As I understand your argument, you start with an artificial mind, a potential paperclipping danger, and then (for some reason? why does it do this? Remember, it doesn’t have evolved motives) it goes through a blind-spot-eradication program. Afterward, all the blind spots remaining would be self-shadowing blind spots. This far, I agree with you.
The question of how many remaining blind spots, or how big they are has something to do with the space of possible minds and the dynamics of self-modification. I don’t think we know enough about this space/dynamics to conclude that remaining blind spots would have to be carefully engineered.
(for some reason? why does it do this? Remember, it doesn’t have evolved motives) it goes through a blind-spot-eradication program.
You have granted a GAI paperclip maximiser. It wants to make paperclips. That’s all the motive it needs. Areas of competitive weakness are things that may make it get destroyed by humans. If it is destroyed by humans less paperclips will be made. It will eliminate its weaknesses with high priority. It will quite possibly eliminate all the plausible vulnerabilities and also the entire human species before it makes a single paperclip. That’s just good paperclip maximising sense.
As I understand your thought process (and Steve Omohundro’s), you start by saying “it wants to make paperclips”, and then, in order to predict its actions, you recursively ask yourself “what would I do in order to make paperclips?”.
However, this recursion will inject a huge dose of human-mind-ish-ness. It is not at all clear to me that “has goals” or “has desires” is a common or natural feature of mind space. When we study powerful optimization processes—notably, evolution, but also annealing and very large human organizations—we generally can model some aspects of their behavior as goals or desires, but always with huge caveats. The overall impression that we get of these processes, considered as minds, is that they’re insane.
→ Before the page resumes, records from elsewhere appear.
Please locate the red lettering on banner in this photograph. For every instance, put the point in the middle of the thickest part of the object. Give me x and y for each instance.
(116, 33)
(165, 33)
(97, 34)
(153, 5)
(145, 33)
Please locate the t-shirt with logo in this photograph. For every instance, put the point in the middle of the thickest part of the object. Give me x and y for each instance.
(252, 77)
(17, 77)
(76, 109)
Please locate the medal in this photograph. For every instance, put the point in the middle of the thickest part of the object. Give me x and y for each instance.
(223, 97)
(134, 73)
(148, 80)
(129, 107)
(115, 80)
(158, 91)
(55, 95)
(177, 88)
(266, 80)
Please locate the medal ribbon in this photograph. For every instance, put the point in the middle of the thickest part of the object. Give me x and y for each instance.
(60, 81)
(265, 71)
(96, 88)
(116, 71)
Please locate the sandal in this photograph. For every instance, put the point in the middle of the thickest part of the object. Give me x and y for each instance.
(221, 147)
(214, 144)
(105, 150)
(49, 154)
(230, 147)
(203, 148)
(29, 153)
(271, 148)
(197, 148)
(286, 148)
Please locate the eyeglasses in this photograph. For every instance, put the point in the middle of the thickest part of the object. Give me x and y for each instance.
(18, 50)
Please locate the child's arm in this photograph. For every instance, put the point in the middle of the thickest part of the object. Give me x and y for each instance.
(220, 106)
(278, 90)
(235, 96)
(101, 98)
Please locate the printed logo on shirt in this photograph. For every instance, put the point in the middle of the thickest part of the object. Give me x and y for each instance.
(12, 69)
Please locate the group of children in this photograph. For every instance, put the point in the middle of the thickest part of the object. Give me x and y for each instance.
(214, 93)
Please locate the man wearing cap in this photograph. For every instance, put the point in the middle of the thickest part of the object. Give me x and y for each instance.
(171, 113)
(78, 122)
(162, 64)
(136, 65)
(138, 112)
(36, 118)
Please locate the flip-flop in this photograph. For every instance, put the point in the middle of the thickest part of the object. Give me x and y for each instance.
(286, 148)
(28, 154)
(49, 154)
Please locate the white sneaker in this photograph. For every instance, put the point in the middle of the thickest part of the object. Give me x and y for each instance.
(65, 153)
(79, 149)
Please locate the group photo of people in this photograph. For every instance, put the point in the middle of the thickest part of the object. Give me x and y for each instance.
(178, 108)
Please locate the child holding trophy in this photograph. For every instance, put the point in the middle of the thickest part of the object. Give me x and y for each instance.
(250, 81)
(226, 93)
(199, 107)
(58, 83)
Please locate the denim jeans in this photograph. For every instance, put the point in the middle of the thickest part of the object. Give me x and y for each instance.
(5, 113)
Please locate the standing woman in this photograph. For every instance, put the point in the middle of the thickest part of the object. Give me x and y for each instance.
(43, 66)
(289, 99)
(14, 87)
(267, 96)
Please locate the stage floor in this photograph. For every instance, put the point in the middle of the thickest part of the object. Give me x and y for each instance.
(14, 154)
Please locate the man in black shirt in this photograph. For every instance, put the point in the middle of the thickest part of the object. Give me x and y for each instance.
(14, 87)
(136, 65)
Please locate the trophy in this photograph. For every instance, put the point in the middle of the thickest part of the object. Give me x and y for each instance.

Insane is not the same as stupid, and it’s not the same as safe.
As I understand your thought process (and Steve Omohundro’s), you start by saying “it wants to make paperclips”… It is not at all clear to me that “has goals” or “has desires” is a common or natural feature of mind space.
No, goals are not universal, but it seems likely that the vN-M axioms have a pretty big basin of attraction in mind-space, that a lot of minds will become convinced that sanity is following them, causing them to pick up a utility function, which will probably not capture everything we value and could easily be as simple or as irrelevant to what we value as counting paperclips or smiles.
I think you’re still injecting human-mind-ish-ness. Let me try to stretch your conception of “mind”.
The ocean “wants” to increase efficiency of heat transfer from the equator to the poles. It applies a process akin to simulated annealing with titanic processing power. Has it considered the von Neumann-Morganstern axioms? Is it sane? Is it safe? Is it harnessable?
A colony of microorganisms “wants” to survive and reproduce. In an environment with finite resources (like a wine barrel) is it likely to kill itself off? Is that sane? Are colonies of microorganisms safe? Are they harnessable?
A computer program that grows out of control could be more like the ocean optimizing heat transfer, or a colony of microorganisms “trying” to survive and reproduce. The von Neumann-Morganstern axioms are intensely connected to human notions of math, philosophy and happiness. I think predicting that they’re attractors in mind-space is exactly as implausible as predicting that the Golden Rule is an attractor in mind-space.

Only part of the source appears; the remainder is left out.